SETA'da Türkiye-Endonezya Ortaklık Forumu: Bölgesel Meseleler ve Savunma İşbirliği
SETA tarafından Ankara'da düzenlenen "Türkiye-Endonezya Ortaklık Forumu" panelinde, iki ülke arasındaki ilişkiler, bölgesel meseleler, ekonomik entegrasyon ve savunma işbirlikleri kapsamlı şekilde tartışıldı. Etkinlik, diplomatik ilişkilerin 75. yıl dönümü çerçevesinde öğleden önce ve sonra olmak üzere iki oturum şeklinde gerçekleştirildi.

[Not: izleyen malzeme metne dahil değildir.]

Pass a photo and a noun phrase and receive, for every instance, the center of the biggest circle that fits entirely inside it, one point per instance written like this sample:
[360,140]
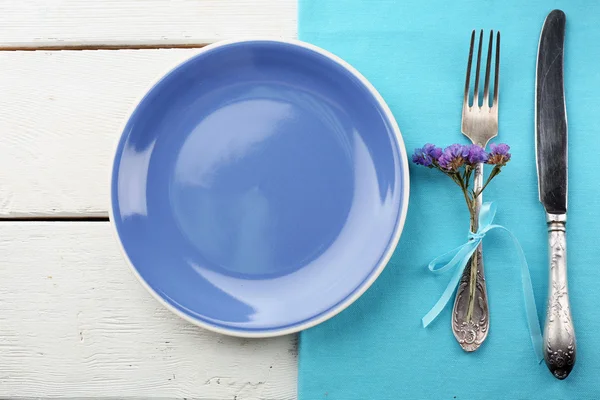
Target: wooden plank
[60,117]
[74,323]
[33,23]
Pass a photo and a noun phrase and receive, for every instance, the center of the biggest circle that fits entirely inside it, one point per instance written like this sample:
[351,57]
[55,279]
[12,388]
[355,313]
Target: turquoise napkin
[415,54]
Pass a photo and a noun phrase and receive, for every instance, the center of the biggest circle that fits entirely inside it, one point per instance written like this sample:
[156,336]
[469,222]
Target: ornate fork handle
[560,346]
[470,315]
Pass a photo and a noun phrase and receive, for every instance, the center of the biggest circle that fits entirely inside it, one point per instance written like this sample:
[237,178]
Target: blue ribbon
[457,259]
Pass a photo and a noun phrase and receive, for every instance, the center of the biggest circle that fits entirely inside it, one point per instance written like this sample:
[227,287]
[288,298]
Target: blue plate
[260,187]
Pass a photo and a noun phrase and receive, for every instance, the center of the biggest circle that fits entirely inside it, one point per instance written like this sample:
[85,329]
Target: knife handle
[560,346]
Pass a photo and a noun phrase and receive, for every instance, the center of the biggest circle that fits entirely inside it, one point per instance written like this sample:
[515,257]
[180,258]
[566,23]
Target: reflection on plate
[260,187]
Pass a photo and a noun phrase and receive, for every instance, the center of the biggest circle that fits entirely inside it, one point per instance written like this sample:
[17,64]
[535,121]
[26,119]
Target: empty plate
[260,187]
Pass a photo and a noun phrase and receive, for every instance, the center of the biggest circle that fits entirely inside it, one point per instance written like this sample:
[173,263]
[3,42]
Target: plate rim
[374,273]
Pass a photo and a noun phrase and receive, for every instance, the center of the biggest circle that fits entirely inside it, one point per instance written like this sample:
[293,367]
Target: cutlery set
[470,316]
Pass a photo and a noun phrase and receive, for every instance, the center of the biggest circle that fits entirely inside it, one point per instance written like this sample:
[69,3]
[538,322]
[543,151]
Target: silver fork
[470,316]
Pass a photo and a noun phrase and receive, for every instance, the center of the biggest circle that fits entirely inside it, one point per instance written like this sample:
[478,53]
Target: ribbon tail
[460,259]
[533,322]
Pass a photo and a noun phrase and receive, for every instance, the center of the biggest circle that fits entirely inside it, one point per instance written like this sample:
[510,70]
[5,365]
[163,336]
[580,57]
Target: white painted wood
[74,322]
[60,116]
[30,23]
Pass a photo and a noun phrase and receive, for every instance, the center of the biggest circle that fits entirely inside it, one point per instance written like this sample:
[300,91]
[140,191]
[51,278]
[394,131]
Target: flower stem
[474,265]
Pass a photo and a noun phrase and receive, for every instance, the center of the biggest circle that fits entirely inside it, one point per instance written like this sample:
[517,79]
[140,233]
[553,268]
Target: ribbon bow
[457,259]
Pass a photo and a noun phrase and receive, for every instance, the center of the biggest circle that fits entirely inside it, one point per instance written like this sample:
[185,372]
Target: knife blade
[552,166]
[551,116]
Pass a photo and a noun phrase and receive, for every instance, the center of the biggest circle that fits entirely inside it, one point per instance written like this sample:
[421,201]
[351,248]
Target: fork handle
[560,347]
[470,321]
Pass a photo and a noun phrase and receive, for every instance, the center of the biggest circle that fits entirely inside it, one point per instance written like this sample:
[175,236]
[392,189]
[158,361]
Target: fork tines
[486,86]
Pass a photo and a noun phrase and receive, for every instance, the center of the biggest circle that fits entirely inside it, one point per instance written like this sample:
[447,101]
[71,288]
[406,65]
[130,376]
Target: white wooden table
[74,322]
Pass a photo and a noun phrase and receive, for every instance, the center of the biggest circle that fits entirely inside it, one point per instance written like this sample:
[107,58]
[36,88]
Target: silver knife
[551,151]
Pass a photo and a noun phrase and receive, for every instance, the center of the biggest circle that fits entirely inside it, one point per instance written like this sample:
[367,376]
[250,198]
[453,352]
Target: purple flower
[427,155]
[476,155]
[499,154]
[454,157]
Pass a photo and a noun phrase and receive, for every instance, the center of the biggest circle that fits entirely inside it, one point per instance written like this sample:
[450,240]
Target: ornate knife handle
[560,347]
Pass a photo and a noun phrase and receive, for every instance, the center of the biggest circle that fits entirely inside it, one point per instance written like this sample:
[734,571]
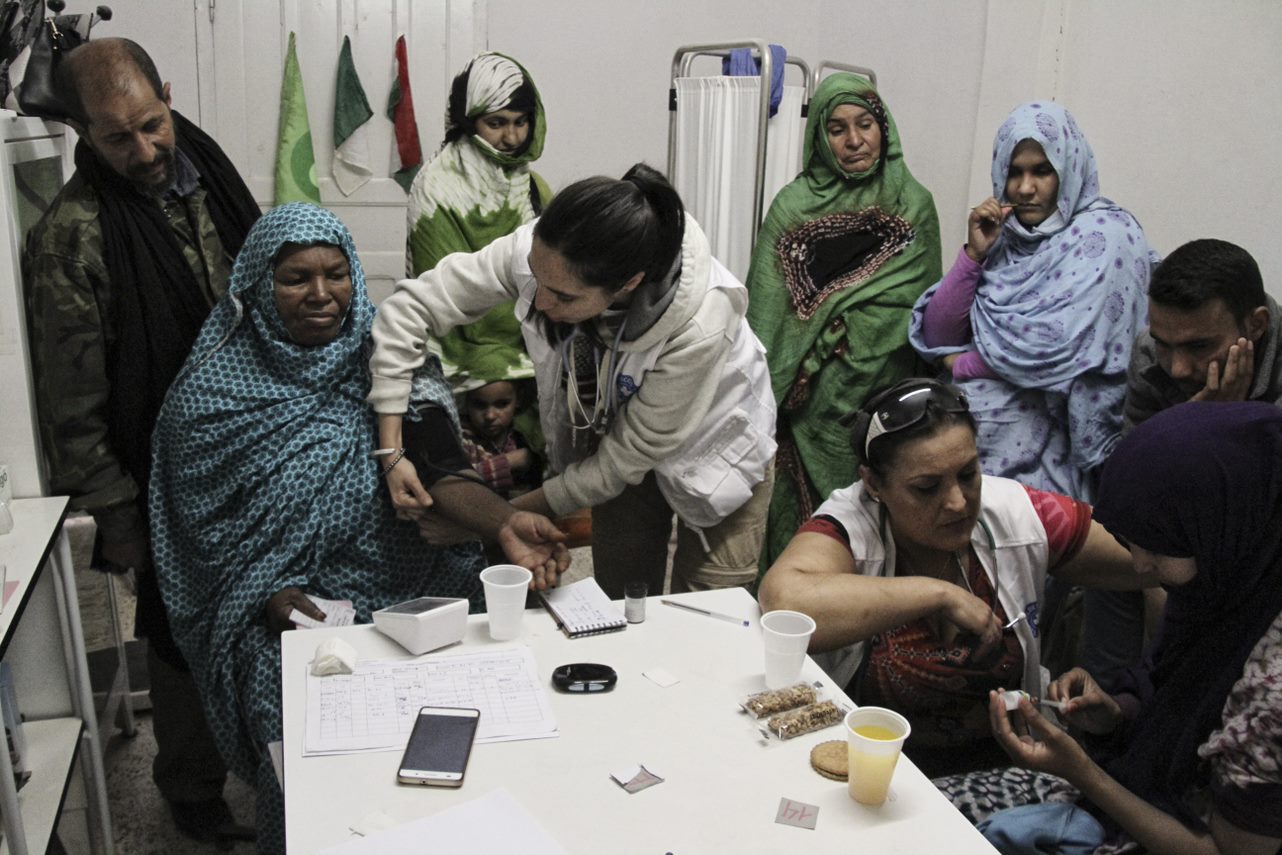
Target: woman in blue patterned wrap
[264,487]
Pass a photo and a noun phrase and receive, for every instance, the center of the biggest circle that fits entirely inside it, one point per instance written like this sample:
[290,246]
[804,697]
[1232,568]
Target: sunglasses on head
[901,406]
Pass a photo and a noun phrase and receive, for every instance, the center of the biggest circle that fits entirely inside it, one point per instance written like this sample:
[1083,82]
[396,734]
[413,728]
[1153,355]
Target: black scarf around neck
[158,303]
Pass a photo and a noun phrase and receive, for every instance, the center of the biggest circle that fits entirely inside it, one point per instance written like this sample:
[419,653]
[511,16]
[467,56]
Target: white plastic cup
[786,636]
[874,738]
[505,587]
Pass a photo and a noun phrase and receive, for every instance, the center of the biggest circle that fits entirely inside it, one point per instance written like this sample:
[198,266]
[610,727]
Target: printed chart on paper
[373,708]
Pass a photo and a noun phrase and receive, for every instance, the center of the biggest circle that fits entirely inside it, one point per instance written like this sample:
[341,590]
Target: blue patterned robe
[262,480]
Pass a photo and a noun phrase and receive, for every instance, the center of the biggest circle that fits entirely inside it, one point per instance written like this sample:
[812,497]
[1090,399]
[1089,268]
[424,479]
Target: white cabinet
[41,640]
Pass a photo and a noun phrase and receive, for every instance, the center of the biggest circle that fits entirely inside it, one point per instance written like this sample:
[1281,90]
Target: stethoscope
[605,396]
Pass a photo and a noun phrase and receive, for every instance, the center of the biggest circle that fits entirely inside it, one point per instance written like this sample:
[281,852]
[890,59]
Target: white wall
[1178,98]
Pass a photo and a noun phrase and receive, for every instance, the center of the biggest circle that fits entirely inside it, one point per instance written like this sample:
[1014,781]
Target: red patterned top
[940,687]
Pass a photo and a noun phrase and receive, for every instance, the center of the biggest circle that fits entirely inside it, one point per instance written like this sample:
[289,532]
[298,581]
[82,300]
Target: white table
[46,654]
[722,786]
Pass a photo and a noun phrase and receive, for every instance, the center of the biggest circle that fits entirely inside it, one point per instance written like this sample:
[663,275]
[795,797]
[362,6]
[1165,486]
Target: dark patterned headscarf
[1200,481]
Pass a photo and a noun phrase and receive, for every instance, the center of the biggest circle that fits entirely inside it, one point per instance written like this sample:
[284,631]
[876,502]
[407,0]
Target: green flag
[295,163]
[351,114]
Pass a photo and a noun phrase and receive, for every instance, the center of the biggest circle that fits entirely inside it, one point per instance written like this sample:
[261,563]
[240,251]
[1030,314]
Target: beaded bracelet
[400,453]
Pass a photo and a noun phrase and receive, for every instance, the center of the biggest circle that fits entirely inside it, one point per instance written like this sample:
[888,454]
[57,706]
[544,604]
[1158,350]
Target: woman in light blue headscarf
[1036,318]
[266,485]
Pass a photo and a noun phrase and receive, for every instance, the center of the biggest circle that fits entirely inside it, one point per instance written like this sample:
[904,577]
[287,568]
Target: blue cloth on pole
[741,63]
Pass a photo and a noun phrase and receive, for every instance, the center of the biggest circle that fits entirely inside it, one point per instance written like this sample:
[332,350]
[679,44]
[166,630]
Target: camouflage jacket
[69,312]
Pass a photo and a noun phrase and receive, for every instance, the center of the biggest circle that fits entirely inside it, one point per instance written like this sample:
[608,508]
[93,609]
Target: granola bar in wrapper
[805,719]
[778,700]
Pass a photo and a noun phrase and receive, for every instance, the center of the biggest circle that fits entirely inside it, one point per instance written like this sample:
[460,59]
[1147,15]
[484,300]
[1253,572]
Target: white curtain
[715,149]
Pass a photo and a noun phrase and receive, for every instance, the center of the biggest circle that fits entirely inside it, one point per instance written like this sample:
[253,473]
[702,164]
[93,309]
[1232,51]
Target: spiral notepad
[582,609]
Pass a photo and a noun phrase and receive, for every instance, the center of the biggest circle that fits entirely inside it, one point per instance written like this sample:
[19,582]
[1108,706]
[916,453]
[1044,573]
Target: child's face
[491,409]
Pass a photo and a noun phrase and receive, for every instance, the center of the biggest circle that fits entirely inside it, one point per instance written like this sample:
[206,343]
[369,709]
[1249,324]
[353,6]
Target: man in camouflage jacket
[135,154]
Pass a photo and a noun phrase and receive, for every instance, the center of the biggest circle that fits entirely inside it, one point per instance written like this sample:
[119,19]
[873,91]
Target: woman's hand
[403,483]
[533,542]
[1033,742]
[983,226]
[407,490]
[1085,704]
[972,615]
[283,603]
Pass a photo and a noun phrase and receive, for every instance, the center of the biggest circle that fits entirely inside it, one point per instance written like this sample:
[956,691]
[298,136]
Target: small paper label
[660,677]
[337,613]
[796,813]
[635,778]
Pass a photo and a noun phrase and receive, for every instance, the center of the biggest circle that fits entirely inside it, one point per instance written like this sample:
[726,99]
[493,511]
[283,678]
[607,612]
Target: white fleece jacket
[696,403]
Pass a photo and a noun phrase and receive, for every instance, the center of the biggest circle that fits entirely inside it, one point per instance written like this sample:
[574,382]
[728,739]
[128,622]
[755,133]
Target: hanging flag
[400,110]
[295,163]
[351,116]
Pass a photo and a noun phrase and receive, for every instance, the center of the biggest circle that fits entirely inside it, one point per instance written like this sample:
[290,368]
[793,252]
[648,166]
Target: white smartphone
[439,746]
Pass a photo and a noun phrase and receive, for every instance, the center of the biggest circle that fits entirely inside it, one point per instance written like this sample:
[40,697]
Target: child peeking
[499,451]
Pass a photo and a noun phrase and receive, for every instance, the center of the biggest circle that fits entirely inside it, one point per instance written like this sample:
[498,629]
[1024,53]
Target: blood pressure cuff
[433,448]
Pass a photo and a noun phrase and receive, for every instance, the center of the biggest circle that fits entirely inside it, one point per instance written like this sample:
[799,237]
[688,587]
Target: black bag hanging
[57,35]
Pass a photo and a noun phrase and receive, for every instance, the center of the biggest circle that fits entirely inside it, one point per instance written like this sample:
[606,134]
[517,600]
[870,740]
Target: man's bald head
[101,68]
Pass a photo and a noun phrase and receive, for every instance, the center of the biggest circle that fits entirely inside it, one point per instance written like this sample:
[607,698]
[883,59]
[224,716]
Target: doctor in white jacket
[653,392]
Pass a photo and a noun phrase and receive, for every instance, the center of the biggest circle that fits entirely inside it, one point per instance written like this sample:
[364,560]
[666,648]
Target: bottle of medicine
[633,601]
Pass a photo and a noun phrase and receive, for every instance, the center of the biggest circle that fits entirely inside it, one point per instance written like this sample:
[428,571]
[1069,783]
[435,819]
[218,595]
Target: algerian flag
[295,163]
[408,154]
[351,116]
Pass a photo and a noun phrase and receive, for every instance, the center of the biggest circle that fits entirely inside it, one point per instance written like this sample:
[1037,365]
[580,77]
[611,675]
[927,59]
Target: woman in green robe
[845,250]
[480,187]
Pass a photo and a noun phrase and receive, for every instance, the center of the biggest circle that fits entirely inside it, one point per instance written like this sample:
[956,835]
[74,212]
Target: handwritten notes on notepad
[582,609]
[373,708]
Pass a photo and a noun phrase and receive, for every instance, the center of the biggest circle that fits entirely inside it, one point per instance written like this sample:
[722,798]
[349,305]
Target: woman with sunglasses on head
[1187,758]
[924,577]
[653,391]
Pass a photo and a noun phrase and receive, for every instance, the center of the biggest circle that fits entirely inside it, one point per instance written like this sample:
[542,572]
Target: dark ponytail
[609,230]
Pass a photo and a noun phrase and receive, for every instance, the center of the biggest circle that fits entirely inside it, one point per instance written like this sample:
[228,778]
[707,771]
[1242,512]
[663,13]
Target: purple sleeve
[946,321]
[971,365]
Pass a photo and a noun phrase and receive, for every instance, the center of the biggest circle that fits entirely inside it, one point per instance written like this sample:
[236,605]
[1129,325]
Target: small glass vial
[633,601]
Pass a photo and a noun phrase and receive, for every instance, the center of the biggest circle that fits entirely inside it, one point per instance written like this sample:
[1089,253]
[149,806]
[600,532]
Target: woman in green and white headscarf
[478,187]
[845,250]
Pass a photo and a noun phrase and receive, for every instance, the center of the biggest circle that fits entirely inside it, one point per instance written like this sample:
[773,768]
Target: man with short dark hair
[121,273]
[1213,333]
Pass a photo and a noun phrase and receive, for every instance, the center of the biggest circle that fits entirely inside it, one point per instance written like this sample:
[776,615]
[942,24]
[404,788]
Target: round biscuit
[830,759]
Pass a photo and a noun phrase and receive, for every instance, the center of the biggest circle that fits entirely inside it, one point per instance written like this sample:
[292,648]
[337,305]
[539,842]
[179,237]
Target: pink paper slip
[9,587]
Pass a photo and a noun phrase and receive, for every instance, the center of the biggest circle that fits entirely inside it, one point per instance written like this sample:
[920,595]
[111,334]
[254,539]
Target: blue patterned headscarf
[262,480]
[1068,296]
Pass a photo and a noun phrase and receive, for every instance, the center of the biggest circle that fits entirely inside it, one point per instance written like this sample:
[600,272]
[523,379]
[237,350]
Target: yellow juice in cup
[874,732]
[869,776]
[874,740]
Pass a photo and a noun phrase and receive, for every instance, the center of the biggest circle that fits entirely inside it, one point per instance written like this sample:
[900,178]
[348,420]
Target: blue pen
[710,614]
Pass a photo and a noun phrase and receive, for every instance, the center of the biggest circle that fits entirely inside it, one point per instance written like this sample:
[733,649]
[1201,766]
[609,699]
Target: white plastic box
[426,623]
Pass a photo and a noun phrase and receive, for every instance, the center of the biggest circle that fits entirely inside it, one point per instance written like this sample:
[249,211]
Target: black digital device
[585,677]
[439,746]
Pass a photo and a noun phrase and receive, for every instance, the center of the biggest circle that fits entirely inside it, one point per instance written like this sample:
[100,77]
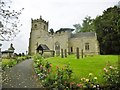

Açılış: Ticaret Bakan Yardımcısı Mustafa Tuzcu
Açılış konuşmasını yapan Ticaret Bakan Yardımcısı Mustafa Tuzcu, ortaklık forumunun Ankara-Cakarta ilişkilerinde "yeni bir köşe taşı" oluşturacağını söyledi. Tuzcu, küresel ekonomideki "derin değişikliklere" rağmen G20 üyesi Türkiye ve Endonezya'nın güçlü dayanıklılık gösterdiğini ve her iki ülkenin büyüme oranlarını korumayı sürdürdüğünü vurguladı.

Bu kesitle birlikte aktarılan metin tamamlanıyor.